Deep dive into the Groovy compiler

by Cédric Champeau (@CedricChampeau)

Who am I

speaker {
    name 'Cédric Champeau'
    company 'Gradle Inc'
    oss 'Apache Groovy committer',
    successes (['Static type checker',
                    'Static compilation',
                    'Traits',
                    'Markup template engine',
                    'DSLs'])
        failures Stream.of(bugs),
        twitter '@CedricChampeau',
        github 'melix',
        extraDescription '''Groovy in Action 2 co-author
Misc OSS contribs (Gradle plugins, deck2pdf, jlangdetect, ...)'''
}
GradleLogoReg

Groovy in Action 2

koenig2

Coupon ctwgr8conftw

Agenda

  • Interpreted vs compiled

  • Scripts vs classes

  • Parsing

  • Abstract Syntax Trees

  • Resolving

  • Run-time vs compile-time

  • Static type checking

  • Bytecode generation

  • Class loading

Interpreted vs compiled

  • Groovy is a dynamic language

  • Dynamic != interpreted

  • Interpreted == a runtime interprets an AST

  • JVM is an interpreter + a JIT

  • Groovy compiles down to JVM bytecode

Scripts vs classes

A Java class

public class Greeter {
    public static void main(String... args) {
        System.out.println("Hello, "+args[0]);
    }
}

A Groovy script

println "Hello, $args[0]"

What is the difference?

  • Classes are compiled to bytecode

  • Scripts are also compiled to bytecode

  • So it’s more a run-time vs compile-time discussion!

Compile-time

  • Given a set of source files

  • Compile them

  • Output is bytecode

    • cacheable (library, jar file, …​)

    • loadable by the runtime (classloader)

Run-time

  • Same as compile-time but…​

  • done during execution of the program!

  • Groovy does both

    • consequences on packaging

    • consequences on the size of the runtime

Run-time vs runtime

  • A runtime provides support libraries to execute a compiled program

  • Run-time is what happens at run time

  • Groovy has a runtime

  • Java also (the JRE, providing core classes)

Compilation phases

  • Groovy has 9 compilation phases (see org.codehaus.groovy.control.CompilePhase)

    • initialization

    • parsing

    • conversion

    • semantic analysis

    • canonicalization

    • instruction selection

    • class generation

    • output

    • finalization

Visualizing compilation phases

groovyconsole

Parsing

  • Converts source code (text) into a concrete syntax tree (CST)

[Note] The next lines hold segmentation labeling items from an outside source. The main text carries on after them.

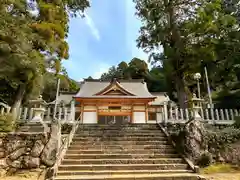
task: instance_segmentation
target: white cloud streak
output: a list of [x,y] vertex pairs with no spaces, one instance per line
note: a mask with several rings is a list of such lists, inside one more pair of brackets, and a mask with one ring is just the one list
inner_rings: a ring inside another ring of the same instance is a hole
[[103,73],[108,72],[108,69],[110,67],[111,66],[109,64],[105,64],[105,63],[99,64],[98,68],[97,68],[98,70],[95,71],[95,73],[93,74],[92,78],[93,79],[99,79]]

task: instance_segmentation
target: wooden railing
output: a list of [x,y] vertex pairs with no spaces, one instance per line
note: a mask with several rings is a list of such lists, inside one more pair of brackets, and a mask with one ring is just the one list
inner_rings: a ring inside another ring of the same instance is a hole
[[[18,110],[0,107],[0,115],[4,113],[13,113],[17,121],[30,122],[34,117],[34,108],[21,107]],[[42,114],[42,119],[45,122],[51,122],[53,120],[54,107],[45,108]],[[67,123],[75,120],[75,104],[72,103],[70,107],[58,107],[56,111],[56,119],[62,123]]]

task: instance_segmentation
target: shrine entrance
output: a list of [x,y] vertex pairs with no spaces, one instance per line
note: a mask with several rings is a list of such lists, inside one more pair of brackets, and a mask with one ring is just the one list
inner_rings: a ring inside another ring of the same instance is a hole
[[131,123],[131,116],[122,116],[122,115],[99,115],[98,116],[98,124],[128,124]]

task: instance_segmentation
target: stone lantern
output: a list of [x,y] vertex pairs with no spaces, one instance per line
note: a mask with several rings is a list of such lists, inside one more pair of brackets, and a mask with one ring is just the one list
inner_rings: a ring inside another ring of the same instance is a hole
[[191,100],[189,100],[189,104],[191,105],[193,109],[193,117],[194,119],[200,120],[202,117],[199,115],[200,110],[202,109],[202,102],[204,100],[201,98],[197,98],[196,94],[193,94],[193,97]]
[[31,121],[40,122],[43,121],[46,102],[40,95],[38,99],[30,100],[29,103],[32,105],[33,119]]

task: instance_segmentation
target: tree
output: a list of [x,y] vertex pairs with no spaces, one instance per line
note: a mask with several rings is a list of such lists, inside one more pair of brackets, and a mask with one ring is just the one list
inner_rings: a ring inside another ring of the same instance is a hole
[[65,40],[69,15],[87,7],[87,0],[1,2],[0,79],[16,90],[13,107],[20,106],[29,87],[42,82],[37,79],[42,79],[46,68],[54,68],[56,73],[61,70],[60,61],[69,56]]
[[29,24],[34,22],[26,1],[6,0],[0,4],[0,79],[15,90],[13,107],[19,107],[26,89],[44,71],[42,54],[33,41],[41,40]]
[[76,92],[79,90],[79,85],[74,80],[66,75],[56,76],[54,73],[45,73],[43,77],[42,96],[46,102],[55,100],[57,91],[57,78],[60,78],[60,90],[68,92]]
[[[236,57],[238,48],[221,51],[222,47],[234,45],[234,40],[238,42],[236,18],[223,11],[221,0],[135,0],[135,3],[137,16],[143,22],[138,46],[153,52],[155,60],[162,62],[168,82],[175,85],[172,88],[177,91],[179,105],[185,107],[195,72],[208,66],[210,77],[220,75],[227,62],[222,57],[229,57],[230,62],[233,54]],[[230,38],[231,35],[235,37]],[[224,42],[225,38],[231,40]],[[162,54],[156,52],[161,46]],[[229,77],[225,76],[224,81]],[[216,84],[219,79],[213,82]]]

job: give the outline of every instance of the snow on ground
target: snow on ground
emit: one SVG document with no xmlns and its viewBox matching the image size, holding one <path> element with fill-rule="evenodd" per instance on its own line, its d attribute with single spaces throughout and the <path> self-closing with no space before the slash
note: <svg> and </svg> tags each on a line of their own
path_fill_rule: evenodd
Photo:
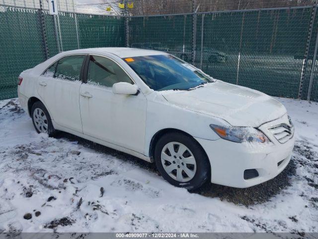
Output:
<svg viewBox="0 0 318 239">
<path fill-rule="evenodd" d="M 296 130 L 285 170 L 248 189 L 195 193 L 132 156 L 38 134 L 16 99 L 0 101 L 0 232 L 318 232 L 318 103 L 277 99 Z"/>
</svg>

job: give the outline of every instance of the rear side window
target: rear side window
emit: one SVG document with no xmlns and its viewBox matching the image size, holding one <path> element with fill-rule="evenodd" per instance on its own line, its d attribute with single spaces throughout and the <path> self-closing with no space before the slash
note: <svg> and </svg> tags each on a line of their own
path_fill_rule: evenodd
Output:
<svg viewBox="0 0 318 239">
<path fill-rule="evenodd" d="M 55 77 L 72 81 L 79 81 L 84 56 L 69 56 L 60 59 L 56 65 Z"/>
<path fill-rule="evenodd" d="M 90 56 L 87 71 L 87 83 L 112 87 L 118 82 L 134 83 L 125 71 L 112 60 Z"/>
<path fill-rule="evenodd" d="M 54 77 L 55 69 L 57 64 L 57 62 L 55 62 L 52 66 L 49 67 L 49 68 L 42 74 L 42 76 L 46 76 L 47 77 Z"/>
</svg>

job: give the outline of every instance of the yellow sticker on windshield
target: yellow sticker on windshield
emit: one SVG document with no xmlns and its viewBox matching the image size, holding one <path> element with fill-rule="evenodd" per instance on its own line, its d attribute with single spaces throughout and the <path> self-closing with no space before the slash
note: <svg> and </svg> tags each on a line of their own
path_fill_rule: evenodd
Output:
<svg viewBox="0 0 318 239">
<path fill-rule="evenodd" d="M 135 61 L 133 58 L 125 58 L 125 60 L 127 62 L 132 62 L 133 61 Z"/>
</svg>

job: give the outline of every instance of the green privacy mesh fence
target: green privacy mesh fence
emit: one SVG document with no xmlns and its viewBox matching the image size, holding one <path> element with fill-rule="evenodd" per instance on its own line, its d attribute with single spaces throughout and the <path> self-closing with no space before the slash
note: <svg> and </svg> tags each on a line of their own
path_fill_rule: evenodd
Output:
<svg viewBox="0 0 318 239">
<path fill-rule="evenodd" d="M 43 13 L 50 57 L 78 48 L 124 46 L 124 17 L 60 12 L 58 20 Z M 37 9 L 0 5 L 0 100 L 16 97 L 19 74 L 46 60 L 40 20 Z"/>
<path fill-rule="evenodd" d="M 20 73 L 62 51 L 130 46 L 166 51 L 213 77 L 272 96 L 318 101 L 312 7 L 128 17 L 0 5 L 0 99 L 16 97 Z M 312 23 L 312 24 L 311 23 Z M 128 35 L 126 36 L 126 33 Z M 312 69 L 312 67 L 314 68 Z"/>
<path fill-rule="evenodd" d="M 133 17 L 130 46 L 163 50 L 213 76 L 272 96 L 306 99 L 318 16 L 308 60 L 313 7 Z M 318 101 L 316 61 L 311 100 Z"/>
</svg>

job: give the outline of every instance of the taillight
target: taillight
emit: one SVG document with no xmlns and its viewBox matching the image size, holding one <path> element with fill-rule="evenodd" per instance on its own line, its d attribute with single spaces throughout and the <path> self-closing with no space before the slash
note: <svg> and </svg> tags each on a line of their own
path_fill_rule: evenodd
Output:
<svg viewBox="0 0 318 239">
<path fill-rule="evenodd" d="M 18 77 L 18 86 L 19 86 L 21 85 L 21 83 L 22 83 L 22 81 L 23 80 L 23 78 L 22 78 L 20 76 Z"/>
</svg>

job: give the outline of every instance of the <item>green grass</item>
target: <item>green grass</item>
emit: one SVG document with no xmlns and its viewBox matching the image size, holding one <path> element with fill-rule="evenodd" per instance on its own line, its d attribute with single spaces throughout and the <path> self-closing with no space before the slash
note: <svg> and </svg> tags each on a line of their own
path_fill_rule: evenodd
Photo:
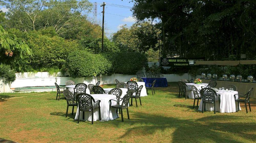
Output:
<svg viewBox="0 0 256 143">
<path fill-rule="evenodd" d="M 142 97 L 142 106 L 129 107 L 121 118 L 93 125 L 79 124 L 67 103 L 56 100 L 55 92 L 0 93 L 0 138 L 19 142 L 251 142 L 256 140 L 256 107 L 252 112 L 203 114 L 193 108 L 193 100 L 179 98 L 176 83 L 156 88 Z M 103 88 L 113 87 L 113 84 Z M 40 95 L 44 94 L 44 95 Z M 26 94 L 26 95 L 24 95 Z M 76 111 L 75 108 L 74 111 Z"/>
</svg>

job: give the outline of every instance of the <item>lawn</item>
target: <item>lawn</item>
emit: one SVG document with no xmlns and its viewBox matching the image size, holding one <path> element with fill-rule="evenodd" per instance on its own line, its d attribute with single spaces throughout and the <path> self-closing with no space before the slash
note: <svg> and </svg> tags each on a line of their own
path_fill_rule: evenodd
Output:
<svg viewBox="0 0 256 143">
<path fill-rule="evenodd" d="M 193 108 L 194 100 L 178 98 L 177 83 L 142 97 L 142 106 L 129 107 L 121 118 L 94 122 L 74 120 L 67 102 L 55 92 L 3 94 L 0 100 L 0 138 L 19 142 L 250 142 L 256 140 L 256 106 L 252 112 L 229 113 Z M 103 88 L 113 87 L 114 85 Z M 63 97 L 63 96 L 62 96 Z M 74 111 L 76 111 L 76 108 Z"/>
</svg>

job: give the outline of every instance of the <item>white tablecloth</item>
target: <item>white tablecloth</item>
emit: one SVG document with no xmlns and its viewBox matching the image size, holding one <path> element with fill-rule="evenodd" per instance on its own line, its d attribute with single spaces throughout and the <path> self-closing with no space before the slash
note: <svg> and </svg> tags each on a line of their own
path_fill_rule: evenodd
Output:
<svg viewBox="0 0 256 143">
<path fill-rule="evenodd" d="M 189 98 L 190 99 L 194 99 L 194 94 L 193 93 L 193 92 L 191 90 L 191 88 L 190 86 L 192 85 L 194 85 L 196 88 L 197 88 L 199 91 L 200 91 L 202 88 L 201 86 L 206 87 L 208 85 L 208 83 L 202 83 L 201 84 L 195 84 L 194 83 L 186 83 L 186 84 L 187 85 L 188 88 L 187 87 L 187 90 L 190 91 L 187 92 L 187 95 L 188 96 Z"/>
<path fill-rule="evenodd" d="M 95 102 L 98 100 L 100 100 L 100 113 L 102 121 L 105 121 L 112 120 L 117 118 L 116 112 L 116 109 L 110 108 L 110 111 L 109 100 L 113 99 L 116 100 L 115 95 L 105 94 L 92 94 L 91 95 L 94 98 Z M 116 104 L 116 102 L 112 101 L 111 105 Z M 93 111 L 93 121 L 99 120 L 99 109 L 96 109 Z M 75 119 L 78 119 L 78 108 L 77 113 L 75 117 Z M 80 119 L 83 120 L 83 112 L 81 111 L 80 114 Z M 92 113 L 90 112 L 84 112 L 84 120 L 92 121 Z"/>
<path fill-rule="evenodd" d="M 143 85 L 143 87 L 141 90 L 141 96 L 147 96 L 147 90 L 146 89 L 146 87 L 145 86 L 145 82 L 136 82 L 137 84 L 138 84 L 138 88 L 141 85 Z M 133 93 L 133 95 L 135 95 L 135 93 Z"/>
<path fill-rule="evenodd" d="M 235 112 L 236 111 L 238 110 L 237 102 L 235 102 L 235 98 L 234 95 L 237 94 L 238 92 L 235 91 L 230 92 L 230 91 L 225 91 L 224 92 L 221 91 L 217 92 L 217 95 L 220 95 L 220 106 L 219 104 L 219 98 L 215 98 L 215 106 L 216 107 L 216 111 L 219 111 L 221 113 L 231 113 Z M 238 98 L 238 96 L 236 95 L 236 99 Z M 202 111 L 202 102 L 201 100 L 200 103 L 198 110 Z M 205 104 L 205 109 L 207 111 L 214 111 L 214 103 Z M 241 110 L 241 108 L 239 106 L 239 110 Z"/>
<path fill-rule="evenodd" d="M 67 85 L 66 86 L 66 87 L 68 88 L 68 90 L 73 94 L 74 88 L 75 88 L 75 86 L 76 85 Z M 86 93 L 89 94 L 90 94 L 90 90 L 89 90 L 89 89 L 88 87 L 86 89 Z"/>
<path fill-rule="evenodd" d="M 109 92 L 110 91 L 111 89 L 114 88 L 106 88 L 103 89 L 104 90 L 104 91 L 105 91 L 105 92 Z M 128 90 L 128 89 L 127 88 L 119 88 L 121 89 L 122 90 L 122 95 L 121 95 L 121 96 L 120 97 L 121 98 L 122 98 L 124 96 L 124 95 L 125 95 L 127 93 L 127 91 Z"/>
</svg>

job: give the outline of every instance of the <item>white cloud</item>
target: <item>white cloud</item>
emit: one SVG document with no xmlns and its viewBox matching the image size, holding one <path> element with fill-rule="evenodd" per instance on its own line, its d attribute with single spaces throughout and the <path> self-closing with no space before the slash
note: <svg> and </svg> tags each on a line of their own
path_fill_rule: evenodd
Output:
<svg viewBox="0 0 256 143">
<path fill-rule="evenodd" d="M 7 9 L 5 7 L 2 7 L 0 9 L 0 10 L 2 10 L 3 12 L 5 13 L 7 12 L 9 10 L 8 10 L 8 9 Z"/>
<path fill-rule="evenodd" d="M 123 25 L 125 25 L 125 24 L 120 24 L 118 25 L 118 26 L 117 26 L 117 29 L 118 29 L 119 30 L 121 29 L 121 27 L 122 27 L 122 26 Z"/>
<path fill-rule="evenodd" d="M 127 22 L 135 22 L 136 21 L 136 19 L 131 16 L 129 16 L 128 17 L 124 18 L 122 21 Z"/>
</svg>

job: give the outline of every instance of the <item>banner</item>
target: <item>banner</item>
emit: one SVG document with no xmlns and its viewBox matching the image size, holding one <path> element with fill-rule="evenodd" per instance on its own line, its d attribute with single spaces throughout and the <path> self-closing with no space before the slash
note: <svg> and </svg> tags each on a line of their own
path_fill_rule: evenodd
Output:
<svg viewBox="0 0 256 143">
<path fill-rule="evenodd" d="M 182 67 L 189 66 L 188 61 L 203 61 L 205 58 L 160 58 L 160 66 L 162 67 Z M 197 65 L 195 64 L 195 65 Z"/>
</svg>

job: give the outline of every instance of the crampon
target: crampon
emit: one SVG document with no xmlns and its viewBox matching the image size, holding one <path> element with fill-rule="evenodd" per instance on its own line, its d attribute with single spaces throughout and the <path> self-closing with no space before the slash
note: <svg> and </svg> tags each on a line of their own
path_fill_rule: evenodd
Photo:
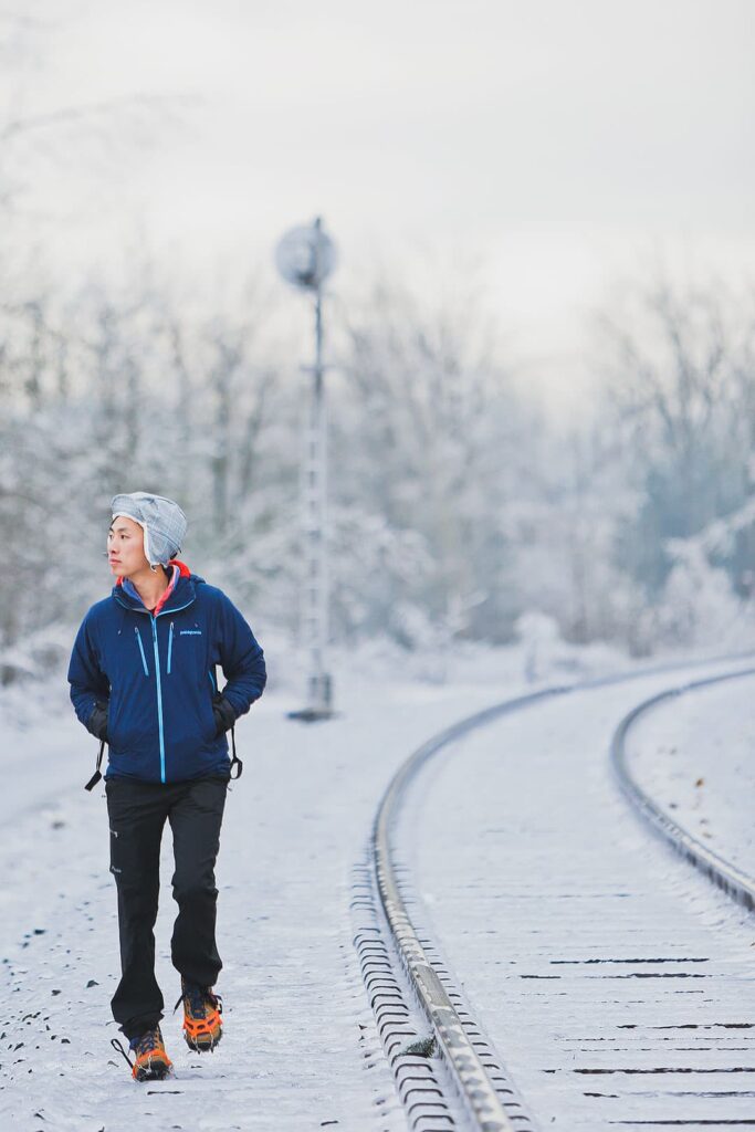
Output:
<svg viewBox="0 0 755 1132">
<path fill-rule="evenodd" d="M 163 1036 L 160 1027 L 155 1026 L 146 1030 L 140 1038 L 134 1039 L 130 1048 L 134 1050 L 134 1061 L 123 1049 L 117 1038 L 112 1038 L 111 1046 L 121 1054 L 131 1067 L 131 1075 L 135 1081 L 162 1081 L 171 1077 L 173 1063 L 165 1052 Z"/>
<path fill-rule="evenodd" d="M 189 1049 L 206 1053 L 215 1048 L 223 1037 L 223 1003 L 209 987 L 196 986 L 181 979 L 181 995 L 175 1003 L 183 1003 L 183 1037 Z"/>
</svg>

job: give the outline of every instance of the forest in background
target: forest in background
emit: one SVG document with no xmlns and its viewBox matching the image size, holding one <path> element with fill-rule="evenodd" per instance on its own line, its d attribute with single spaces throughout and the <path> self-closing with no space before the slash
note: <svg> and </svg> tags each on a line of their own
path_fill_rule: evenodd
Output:
<svg viewBox="0 0 755 1132">
<path fill-rule="evenodd" d="M 106 592 L 118 491 L 178 499 L 191 567 L 295 638 L 301 300 L 263 273 L 237 314 L 179 300 L 145 268 L 118 289 L 38 277 L 0 297 L 3 681 L 57 657 Z M 376 274 L 329 306 L 335 642 L 506 644 L 539 619 L 636 657 L 747 642 L 755 363 L 741 300 L 628 289 L 595 326 L 597 393 L 568 428 L 516 380 L 473 289 L 432 300 Z"/>
<path fill-rule="evenodd" d="M 178 499 L 189 564 L 260 633 L 295 640 L 299 623 L 301 301 L 272 266 L 214 285 L 146 247 L 119 250 L 126 267 L 103 249 L 106 275 L 48 265 L 45 231 L 71 224 L 59 171 L 115 183 L 183 128 L 162 95 L 28 111 L 70 18 L 0 15 L 3 684 L 59 663 L 106 592 L 118 491 Z M 557 633 L 635 657 L 749 643 L 753 294 L 657 272 L 607 297 L 592 394 L 566 427 L 473 280 L 427 288 L 407 267 L 360 265 L 359 288 L 338 277 L 326 303 L 334 642 L 431 652 Z"/>
</svg>

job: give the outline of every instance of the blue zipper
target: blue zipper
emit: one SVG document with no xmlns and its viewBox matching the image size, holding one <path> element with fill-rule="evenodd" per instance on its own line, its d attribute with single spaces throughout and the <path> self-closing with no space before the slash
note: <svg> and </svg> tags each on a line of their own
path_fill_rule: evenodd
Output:
<svg viewBox="0 0 755 1132">
<path fill-rule="evenodd" d="M 136 633 L 136 638 L 139 642 L 139 652 L 141 653 L 141 664 L 144 667 L 144 675 L 149 676 L 149 669 L 147 668 L 147 658 L 144 654 L 144 645 L 141 644 L 141 634 L 137 625 L 134 626 L 134 632 Z"/>
<path fill-rule="evenodd" d="M 188 609 L 189 606 L 192 604 L 192 602 L 194 602 L 194 599 L 191 599 L 191 601 L 187 601 L 187 603 L 185 606 L 179 606 L 178 609 L 161 610 L 157 614 L 157 617 L 162 617 L 163 612 L 166 612 L 166 614 L 179 614 L 182 609 Z M 122 604 L 122 602 L 121 602 L 121 604 Z M 154 654 L 155 654 L 155 676 L 157 677 L 157 730 L 160 732 L 160 781 L 164 782 L 165 781 L 165 734 L 164 734 L 164 729 L 163 729 L 163 688 L 162 688 L 162 684 L 160 681 L 160 652 L 157 651 L 157 617 L 153 617 L 153 615 L 147 609 L 134 609 L 131 606 L 127 606 L 126 608 L 127 609 L 131 609 L 131 611 L 135 612 L 135 614 L 146 614 L 147 617 L 149 618 L 149 620 L 152 621 L 152 644 L 153 644 L 153 650 L 154 650 Z M 168 664 L 169 664 L 168 671 L 169 672 L 170 672 L 170 654 L 171 654 L 171 644 L 172 644 L 172 631 L 173 631 L 173 624 L 171 621 L 171 637 L 170 637 L 170 641 L 169 641 L 169 649 L 168 649 L 168 658 L 169 658 L 168 659 Z M 148 676 L 149 675 L 149 670 L 147 669 L 147 658 L 144 654 L 144 645 L 141 644 L 141 634 L 139 633 L 139 629 L 138 629 L 138 627 L 136 625 L 134 626 L 134 632 L 136 633 L 137 640 L 139 642 L 139 649 L 141 651 L 141 663 L 144 664 L 145 674 Z"/>
<path fill-rule="evenodd" d="M 160 614 L 157 615 L 160 616 Z M 165 735 L 163 732 L 163 689 L 160 683 L 160 653 L 157 652 L 157 617 L 149 615 L 152 643 L 155 650 L 155 674 L 157 676 L 157 728 L 160 730 L 160 781 L 165 781 Z"/>
</svg>

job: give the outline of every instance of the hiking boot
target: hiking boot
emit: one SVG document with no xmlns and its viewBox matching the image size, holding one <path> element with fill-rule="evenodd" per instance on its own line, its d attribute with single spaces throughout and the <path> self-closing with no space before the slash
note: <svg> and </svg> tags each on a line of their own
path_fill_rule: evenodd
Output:
<svg viewBox="0 0 755 1132">
<path fill-rule="evenodd" d="M 187 983 L 181 977 L 181 996 L 175 1003 L 183 1003 L 183 1037 L 189 1049 L 206 1053 L 214 1049 L 223 1037 L 223 1003 L 220 995 L 213 994 L 209 987 Z"/>
<path fill-rule="evenodd" d="M 138 1038 L 131 1038 L 129 1047 L 135 1055 L 131 1067 L 135 1081 L 162 1081 L 170 1077 L 173 1063 L 165 1053 L 158 1026 L 145 1030 Z"/>
</svg>

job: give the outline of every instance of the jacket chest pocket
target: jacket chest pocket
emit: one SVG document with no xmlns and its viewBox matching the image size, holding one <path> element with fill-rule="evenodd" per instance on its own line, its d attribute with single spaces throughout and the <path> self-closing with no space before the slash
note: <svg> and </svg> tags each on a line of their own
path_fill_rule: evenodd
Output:
<svg viewBox="0 0 755 1132">
<path fill-rule="evenodd" d="M 189 678 L 200 684 L 206 668 L 207 646 L 204 629 L 194 623 L 181 625 L 171 621 L 168 627 L 166 675 Z"/>
</svg>

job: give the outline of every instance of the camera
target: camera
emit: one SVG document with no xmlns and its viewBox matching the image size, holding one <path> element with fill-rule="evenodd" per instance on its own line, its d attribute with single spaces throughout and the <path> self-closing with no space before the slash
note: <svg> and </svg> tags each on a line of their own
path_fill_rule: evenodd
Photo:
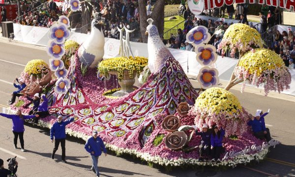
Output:
<svg viewBox="0 0 295 177">
<path fill-rule="evenodd" d="M 8 162 L 8 169 L 12 172 L 16 165 L 16 156 L 13 158 L 9 158 L 6 161 Z"/>
</svg>

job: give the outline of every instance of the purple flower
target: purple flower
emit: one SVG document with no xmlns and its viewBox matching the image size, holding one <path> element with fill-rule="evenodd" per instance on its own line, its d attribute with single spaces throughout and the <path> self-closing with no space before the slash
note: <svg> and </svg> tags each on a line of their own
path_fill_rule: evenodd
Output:
<svg viewBox="0 0 295 177">
<path fill-rule="evenodd" d="M 60 59 L 50 59 L 49 65 L 49 67 L 52 71 L 55 71 L 58 69 L 61 69 L 64 67 L 63 62 Z"/>
<path fill-rule="evenodd" d="M 58 22 L 65 24 L 67 27 L 70 27 L 70 20 L 65 15 L 60 15 Z"/>
<path fill-rule="evenodd" d="M 70 37 L 70 31 L 67 29 L 65 24 L 59 23 L 53 25 L 49 29 L 48 37 L 50 39 L 54 40 L 57 44 L 64 43 L 65 39 Z"/>
<path fill-rule="evenodd" d="M 63 67 L 63 68 L 61 69 L 58 69 L 55 71 L 54 72 L 54 74 L 58 78 L 64 78 L 64 77 L 67 74 L 67 70 L 65 69 L 65 67 Z"/>
<path fill-rule="evenodd" d="M 186 40 L 193 46 L 209 42 L 210 34 L 204 26 L 198 26 L 191 29 L 186 34 Z"/>
<path fill-rule="evenodd" d="M 73 11 L 75 12 L 80 10 L 80 0 L 70 0 L 69 2 L 71 5 L 71 10 L 72 10 Z"/>
<path fill-rule="evenodd" d="M 217 59 L 216 49 L 212 45 L 202 45 L 195 51 L 197 61 L 203 66 L 208 66 L 215 63 Z"/>
<path fill-rule="evenodd" d="M 65 93 L 70 88 L 70 81 L 66 78 L 60 78 L 56 82 L 54 91 L 59 94 Z"/>
<path fill-rule="evenodd" d="M 54 59 L 59 59 L 65 52 L 64 44 L 57 44 L 54 40 L 50 40 L 46 47 L 46 52 L 47 55 Z"/>
<path fill-rule="evenodd" d="M 197 78 L 201 84 L 201 87 L 204 89 L 215 87 L 219 83 L 218 71 L 208 66 L 201 69 Z"/>
</svg>

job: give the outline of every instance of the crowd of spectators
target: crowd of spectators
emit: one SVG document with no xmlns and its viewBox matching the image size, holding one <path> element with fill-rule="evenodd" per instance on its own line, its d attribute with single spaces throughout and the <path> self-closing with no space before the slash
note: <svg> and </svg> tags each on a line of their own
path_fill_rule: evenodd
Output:
<svg viewBox="0 0 295 177">
<path fill-rule="evenodd" d="M 295 69 L 295 31 L 283 31 L 281 34 L 277 30 L 275 34 L 271 35 L 273 41 L 270 49 L 274 50 L 283 59 L 286 66 L 290 69 Z"/>
<path fill-rule="evenodd" d="M 148 1 L 147 10 L 151 10 L 150 2 Z M 139 12 L 138 0 L 108 0 L 99 12 L 104 19 L 105 36 L 118 38 L 117 27 L 124 25 L 130 30 L 139 29 Z M 96 12 L 97 13 L 98 12 Z M 131 33 L 134 35 L 134 33 Z"/>
<path fill-rule="evenodd" d="M 39 3 L 39 2 L 38 2 Z M 150 1 L 148 1 L 147 9 L 151 10 Z M 107 0 L 95 2 L 92 18 L 99 13 L 106 23 L 106 37 L 117 38 L 117 27 L 128 26 L 132 30 L 139 28 L 139 13 L 138 0 Z M 50 0 L 46 7 L 35 4 L 32 8 L 28 6 L 22 11 L 23 19 L 17 22 L 23 25 L 50 28 L 60 15 L 67 15 L 67 11 L 62 11 L 62 6 Z M 38 7 L 39 6 L 39 7 Z M 36 8 L 36 7 L 38 7 Z M 110 33 L 111 35 L 109 35 Z"/>
</svg>

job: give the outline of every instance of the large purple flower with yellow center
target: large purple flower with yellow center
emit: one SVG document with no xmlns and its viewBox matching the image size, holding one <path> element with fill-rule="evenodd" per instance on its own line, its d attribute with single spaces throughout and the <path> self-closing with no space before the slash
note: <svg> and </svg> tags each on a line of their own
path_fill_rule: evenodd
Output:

  • Where we send syntax errors

  • Groovy tries to minimize the errors at that phase

  • We make use of Antlr 2

    • Migration to Antlr 4 in progress

  • See org.codehaus.groovy.antlr.AntlrParserPlugin

  • Limited transformations available (and not recommended)

Conversion

  • Converts a CST into an Abstract Syntax Tree

  • AST nodes are what the other compilation phases rely on

  • There’s already semantic information in an AST

  • Earliest phase an AST transformation can hook into

Conversion: AST nodes

  • 2 categories

    • statements (IfStatement, BlockStatement, …​)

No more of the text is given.